The acting spokesperson confirmed that according to NATO’s official information, "On 7 August 2018, a Spanish Eurofighter on NATO Baltic Air Policing duty accidentally fired an air-to-air missile in Estonian airspace. No damage has been reported."

Since 2004, when the Baltic states were admitted to NATO, the alliance has launched the Baltic Air Policing Mission and intends to continue patrol flights in that region, the acting spokesperson said.

The missile could have reached Russia

According to the Estonian Defense Forces, the incident with the accidental launch of an AMRAAM-type air-to-air missile occurred at 3:44 p.m. Moscow time on August 7 in a practice area over the community of Pangodi.

As the Estonian Defense Forces said, the missile’s self-destruct mode was activated to destroy it while it was still in the air. However, despite this, the missile could have still fallen on the ground 40 km north of Tartu.

According to Estonian Air Force Commander Riivo Valge, the missile’s flight radius is 100 km. Upon its deviation towards the eastern border, the missile could have theoretically fallen "on the other side of Lake Chudskoye on the territory of the Russian Federation," he said.

The Latvian national armed forces stated on Wednesday they had no grounds to believe that the missile could have fallen on the territory of Latvia.

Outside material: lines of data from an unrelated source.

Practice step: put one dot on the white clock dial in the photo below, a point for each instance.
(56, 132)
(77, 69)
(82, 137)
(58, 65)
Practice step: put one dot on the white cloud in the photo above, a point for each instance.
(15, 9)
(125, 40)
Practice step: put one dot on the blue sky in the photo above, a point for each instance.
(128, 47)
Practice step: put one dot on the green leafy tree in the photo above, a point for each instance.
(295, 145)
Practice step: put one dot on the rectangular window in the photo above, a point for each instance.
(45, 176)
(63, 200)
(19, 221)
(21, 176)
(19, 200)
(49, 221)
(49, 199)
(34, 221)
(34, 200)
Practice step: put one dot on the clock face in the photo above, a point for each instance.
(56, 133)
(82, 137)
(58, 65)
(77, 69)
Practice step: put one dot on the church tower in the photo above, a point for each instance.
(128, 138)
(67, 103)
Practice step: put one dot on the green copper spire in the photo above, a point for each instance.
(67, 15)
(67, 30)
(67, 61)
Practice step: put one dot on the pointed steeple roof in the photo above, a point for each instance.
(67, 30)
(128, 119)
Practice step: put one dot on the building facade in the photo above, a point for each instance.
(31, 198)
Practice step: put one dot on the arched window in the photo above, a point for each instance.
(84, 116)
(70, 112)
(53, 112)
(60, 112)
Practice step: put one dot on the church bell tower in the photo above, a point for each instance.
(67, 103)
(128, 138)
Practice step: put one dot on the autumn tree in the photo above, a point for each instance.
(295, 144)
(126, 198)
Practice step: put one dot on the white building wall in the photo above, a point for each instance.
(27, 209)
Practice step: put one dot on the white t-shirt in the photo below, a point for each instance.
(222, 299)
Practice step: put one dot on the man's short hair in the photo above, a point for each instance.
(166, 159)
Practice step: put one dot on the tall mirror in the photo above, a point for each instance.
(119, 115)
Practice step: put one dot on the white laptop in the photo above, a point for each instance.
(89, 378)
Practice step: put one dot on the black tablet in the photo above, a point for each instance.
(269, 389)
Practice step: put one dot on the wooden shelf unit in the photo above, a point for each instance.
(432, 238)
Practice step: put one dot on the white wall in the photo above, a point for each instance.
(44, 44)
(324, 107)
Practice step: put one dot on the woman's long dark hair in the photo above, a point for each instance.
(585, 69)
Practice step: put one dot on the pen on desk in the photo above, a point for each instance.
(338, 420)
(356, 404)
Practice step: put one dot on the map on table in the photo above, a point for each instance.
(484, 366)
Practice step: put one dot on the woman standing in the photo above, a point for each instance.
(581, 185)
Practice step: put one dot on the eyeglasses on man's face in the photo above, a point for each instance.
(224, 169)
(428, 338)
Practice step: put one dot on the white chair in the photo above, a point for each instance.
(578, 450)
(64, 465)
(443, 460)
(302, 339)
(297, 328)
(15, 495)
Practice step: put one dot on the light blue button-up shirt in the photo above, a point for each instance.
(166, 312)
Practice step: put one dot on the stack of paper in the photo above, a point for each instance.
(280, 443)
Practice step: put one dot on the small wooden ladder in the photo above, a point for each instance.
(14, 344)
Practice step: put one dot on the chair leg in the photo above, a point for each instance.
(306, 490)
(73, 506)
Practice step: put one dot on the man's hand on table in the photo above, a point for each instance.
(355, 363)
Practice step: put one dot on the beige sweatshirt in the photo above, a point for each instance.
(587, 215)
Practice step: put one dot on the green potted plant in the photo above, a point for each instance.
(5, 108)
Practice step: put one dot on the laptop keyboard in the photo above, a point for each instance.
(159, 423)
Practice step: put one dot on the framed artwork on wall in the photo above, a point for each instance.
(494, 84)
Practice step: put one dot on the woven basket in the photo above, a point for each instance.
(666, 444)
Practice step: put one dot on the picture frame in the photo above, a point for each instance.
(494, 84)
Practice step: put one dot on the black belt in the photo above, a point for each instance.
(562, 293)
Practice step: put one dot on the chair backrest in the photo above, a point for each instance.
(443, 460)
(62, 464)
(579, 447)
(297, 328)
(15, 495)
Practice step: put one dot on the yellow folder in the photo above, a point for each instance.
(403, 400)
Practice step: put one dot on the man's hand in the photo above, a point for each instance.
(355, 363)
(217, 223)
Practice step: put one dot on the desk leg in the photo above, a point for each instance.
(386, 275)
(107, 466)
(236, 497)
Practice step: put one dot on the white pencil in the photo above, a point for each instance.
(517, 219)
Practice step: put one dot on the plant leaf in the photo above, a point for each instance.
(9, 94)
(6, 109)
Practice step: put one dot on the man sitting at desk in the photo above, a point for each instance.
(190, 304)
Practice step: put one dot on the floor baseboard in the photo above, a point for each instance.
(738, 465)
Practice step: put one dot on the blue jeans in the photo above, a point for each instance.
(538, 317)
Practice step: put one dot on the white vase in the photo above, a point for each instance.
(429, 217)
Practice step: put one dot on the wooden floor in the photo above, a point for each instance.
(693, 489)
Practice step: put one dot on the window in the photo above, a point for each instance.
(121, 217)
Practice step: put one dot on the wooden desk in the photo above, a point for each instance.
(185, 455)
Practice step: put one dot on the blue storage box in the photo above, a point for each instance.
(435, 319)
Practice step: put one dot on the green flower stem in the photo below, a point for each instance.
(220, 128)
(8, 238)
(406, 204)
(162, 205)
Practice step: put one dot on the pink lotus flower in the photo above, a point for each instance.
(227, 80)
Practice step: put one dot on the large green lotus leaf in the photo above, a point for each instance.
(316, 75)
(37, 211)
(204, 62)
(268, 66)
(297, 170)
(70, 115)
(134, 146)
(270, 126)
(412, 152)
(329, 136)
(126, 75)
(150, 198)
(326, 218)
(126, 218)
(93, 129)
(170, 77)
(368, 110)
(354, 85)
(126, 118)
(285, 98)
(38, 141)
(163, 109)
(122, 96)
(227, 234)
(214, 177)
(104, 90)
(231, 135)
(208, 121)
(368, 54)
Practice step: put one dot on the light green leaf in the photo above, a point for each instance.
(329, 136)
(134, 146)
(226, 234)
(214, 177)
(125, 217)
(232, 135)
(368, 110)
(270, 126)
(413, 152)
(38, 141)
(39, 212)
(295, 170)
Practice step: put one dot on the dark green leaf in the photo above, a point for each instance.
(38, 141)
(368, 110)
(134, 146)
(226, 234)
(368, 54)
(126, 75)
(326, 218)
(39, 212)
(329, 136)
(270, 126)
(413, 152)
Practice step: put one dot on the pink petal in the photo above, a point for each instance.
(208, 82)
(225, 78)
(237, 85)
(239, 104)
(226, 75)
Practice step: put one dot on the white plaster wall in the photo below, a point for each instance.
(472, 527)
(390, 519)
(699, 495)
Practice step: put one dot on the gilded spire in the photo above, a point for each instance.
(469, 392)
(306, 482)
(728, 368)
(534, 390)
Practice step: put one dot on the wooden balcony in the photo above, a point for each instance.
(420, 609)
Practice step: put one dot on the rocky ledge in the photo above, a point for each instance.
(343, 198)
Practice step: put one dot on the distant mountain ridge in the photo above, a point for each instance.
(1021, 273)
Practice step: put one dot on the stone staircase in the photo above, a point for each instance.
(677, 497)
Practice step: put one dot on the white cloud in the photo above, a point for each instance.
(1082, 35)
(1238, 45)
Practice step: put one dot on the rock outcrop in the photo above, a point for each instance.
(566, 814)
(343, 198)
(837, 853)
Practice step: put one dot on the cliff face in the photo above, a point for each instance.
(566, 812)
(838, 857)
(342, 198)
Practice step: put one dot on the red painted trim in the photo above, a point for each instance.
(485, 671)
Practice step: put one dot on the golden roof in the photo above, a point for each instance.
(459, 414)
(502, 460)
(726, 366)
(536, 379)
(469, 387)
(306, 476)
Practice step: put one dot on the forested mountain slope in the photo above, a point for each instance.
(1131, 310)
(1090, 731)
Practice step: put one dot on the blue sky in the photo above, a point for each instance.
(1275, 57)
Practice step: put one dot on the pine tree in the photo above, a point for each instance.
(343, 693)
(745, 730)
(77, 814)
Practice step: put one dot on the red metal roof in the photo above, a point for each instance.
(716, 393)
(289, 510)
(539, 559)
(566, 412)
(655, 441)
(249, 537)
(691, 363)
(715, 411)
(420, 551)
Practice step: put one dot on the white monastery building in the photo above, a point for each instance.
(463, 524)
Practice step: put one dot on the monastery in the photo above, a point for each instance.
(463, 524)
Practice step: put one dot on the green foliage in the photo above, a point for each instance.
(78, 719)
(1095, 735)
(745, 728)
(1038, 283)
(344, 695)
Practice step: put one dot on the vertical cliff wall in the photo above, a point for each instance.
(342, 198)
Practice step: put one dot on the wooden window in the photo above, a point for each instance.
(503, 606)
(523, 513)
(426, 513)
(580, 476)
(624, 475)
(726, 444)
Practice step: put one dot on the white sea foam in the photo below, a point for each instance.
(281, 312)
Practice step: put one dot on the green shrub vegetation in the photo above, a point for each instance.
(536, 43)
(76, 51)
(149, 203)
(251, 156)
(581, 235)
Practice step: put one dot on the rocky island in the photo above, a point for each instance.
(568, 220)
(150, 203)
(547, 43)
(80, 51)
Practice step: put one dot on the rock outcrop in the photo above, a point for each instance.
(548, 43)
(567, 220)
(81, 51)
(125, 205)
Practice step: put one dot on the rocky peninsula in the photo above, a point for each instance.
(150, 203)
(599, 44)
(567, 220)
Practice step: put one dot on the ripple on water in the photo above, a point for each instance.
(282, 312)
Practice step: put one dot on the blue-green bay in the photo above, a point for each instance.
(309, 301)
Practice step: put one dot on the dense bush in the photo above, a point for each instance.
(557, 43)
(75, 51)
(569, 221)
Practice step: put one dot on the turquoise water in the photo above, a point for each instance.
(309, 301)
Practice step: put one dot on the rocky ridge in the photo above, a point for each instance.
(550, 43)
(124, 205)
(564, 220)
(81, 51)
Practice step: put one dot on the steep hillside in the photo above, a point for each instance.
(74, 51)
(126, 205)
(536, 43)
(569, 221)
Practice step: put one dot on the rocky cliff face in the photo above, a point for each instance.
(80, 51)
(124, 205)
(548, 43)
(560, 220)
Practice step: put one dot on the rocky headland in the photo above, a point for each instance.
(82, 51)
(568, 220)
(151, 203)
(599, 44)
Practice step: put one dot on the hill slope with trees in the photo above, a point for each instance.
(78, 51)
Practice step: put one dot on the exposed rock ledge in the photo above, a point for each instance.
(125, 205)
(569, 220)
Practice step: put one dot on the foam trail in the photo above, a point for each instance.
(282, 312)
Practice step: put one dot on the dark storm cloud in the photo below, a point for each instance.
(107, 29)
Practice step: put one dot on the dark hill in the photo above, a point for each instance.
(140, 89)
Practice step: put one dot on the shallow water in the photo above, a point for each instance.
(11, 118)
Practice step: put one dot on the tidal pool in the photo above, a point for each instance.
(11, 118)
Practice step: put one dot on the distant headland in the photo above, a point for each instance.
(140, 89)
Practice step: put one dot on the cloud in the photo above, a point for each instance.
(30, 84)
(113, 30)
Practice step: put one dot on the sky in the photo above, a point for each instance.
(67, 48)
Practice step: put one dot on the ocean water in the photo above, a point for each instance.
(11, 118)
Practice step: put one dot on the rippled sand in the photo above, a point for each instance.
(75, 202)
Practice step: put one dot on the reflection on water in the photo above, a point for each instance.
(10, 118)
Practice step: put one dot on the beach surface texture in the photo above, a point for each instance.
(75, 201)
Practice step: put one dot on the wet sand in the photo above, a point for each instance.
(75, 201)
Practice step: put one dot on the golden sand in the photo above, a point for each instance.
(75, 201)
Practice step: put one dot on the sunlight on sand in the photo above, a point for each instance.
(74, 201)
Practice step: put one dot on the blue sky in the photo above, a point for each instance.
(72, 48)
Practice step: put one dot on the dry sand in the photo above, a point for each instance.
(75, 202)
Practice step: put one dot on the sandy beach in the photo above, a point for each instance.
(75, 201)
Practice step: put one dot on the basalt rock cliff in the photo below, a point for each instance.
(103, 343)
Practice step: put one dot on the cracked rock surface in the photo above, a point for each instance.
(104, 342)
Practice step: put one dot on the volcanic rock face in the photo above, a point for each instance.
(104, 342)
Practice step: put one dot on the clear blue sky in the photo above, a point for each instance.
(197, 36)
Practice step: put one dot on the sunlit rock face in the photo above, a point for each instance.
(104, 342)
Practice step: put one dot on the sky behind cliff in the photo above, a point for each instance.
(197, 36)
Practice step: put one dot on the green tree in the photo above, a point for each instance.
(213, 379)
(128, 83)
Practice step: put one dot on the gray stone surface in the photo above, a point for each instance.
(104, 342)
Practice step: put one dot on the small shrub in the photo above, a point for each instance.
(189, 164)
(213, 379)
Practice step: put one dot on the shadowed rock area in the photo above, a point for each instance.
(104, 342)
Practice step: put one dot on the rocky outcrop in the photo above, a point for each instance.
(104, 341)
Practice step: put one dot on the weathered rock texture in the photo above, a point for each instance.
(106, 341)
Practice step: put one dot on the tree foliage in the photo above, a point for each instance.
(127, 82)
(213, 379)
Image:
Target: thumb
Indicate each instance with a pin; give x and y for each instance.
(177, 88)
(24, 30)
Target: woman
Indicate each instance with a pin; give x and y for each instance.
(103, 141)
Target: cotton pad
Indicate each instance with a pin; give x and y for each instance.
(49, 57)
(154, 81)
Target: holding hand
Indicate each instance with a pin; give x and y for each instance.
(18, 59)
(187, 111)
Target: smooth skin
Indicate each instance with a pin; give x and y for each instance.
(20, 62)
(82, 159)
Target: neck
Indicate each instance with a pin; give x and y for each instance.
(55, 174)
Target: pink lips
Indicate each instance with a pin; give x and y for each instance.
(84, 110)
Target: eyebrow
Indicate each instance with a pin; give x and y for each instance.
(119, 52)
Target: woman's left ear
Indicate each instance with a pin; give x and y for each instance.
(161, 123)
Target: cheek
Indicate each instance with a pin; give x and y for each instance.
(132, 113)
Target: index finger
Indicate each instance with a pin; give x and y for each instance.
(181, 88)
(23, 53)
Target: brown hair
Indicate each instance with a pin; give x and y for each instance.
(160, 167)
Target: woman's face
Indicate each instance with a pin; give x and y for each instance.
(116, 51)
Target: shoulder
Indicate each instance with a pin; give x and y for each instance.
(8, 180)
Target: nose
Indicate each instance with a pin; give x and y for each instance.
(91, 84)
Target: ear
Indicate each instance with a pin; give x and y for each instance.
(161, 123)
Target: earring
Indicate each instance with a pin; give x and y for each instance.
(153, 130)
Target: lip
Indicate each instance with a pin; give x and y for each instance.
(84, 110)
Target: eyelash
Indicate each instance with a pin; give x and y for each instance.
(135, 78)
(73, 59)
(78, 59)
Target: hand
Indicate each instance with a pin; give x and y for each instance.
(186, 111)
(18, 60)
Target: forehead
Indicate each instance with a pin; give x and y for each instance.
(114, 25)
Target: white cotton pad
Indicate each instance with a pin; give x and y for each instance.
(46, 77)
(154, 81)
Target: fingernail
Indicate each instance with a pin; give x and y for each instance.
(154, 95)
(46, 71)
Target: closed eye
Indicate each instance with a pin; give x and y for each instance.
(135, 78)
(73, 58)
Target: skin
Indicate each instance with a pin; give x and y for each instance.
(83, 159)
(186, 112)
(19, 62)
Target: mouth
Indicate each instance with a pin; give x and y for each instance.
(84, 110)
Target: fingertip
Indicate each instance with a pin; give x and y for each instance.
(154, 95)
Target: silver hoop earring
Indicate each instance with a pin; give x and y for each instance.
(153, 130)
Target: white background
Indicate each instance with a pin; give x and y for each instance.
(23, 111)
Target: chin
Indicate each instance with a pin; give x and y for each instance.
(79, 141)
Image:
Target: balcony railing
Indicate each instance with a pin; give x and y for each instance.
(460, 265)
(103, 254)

The missile is 3.7 meters long and has a diameter of 18 cm. It is armed with a warhead.

The incident is being probed by the Estonian Air Force, the Spanish Air Force and NATO experts. Three light Robinson helicopters of the Estonian Air Force are combing the area to find the missile and an An-2 plane is ready to join the operation. Estonian Prime Minister Juri Ratas has warned the country’s population against attempts to find the missile independently.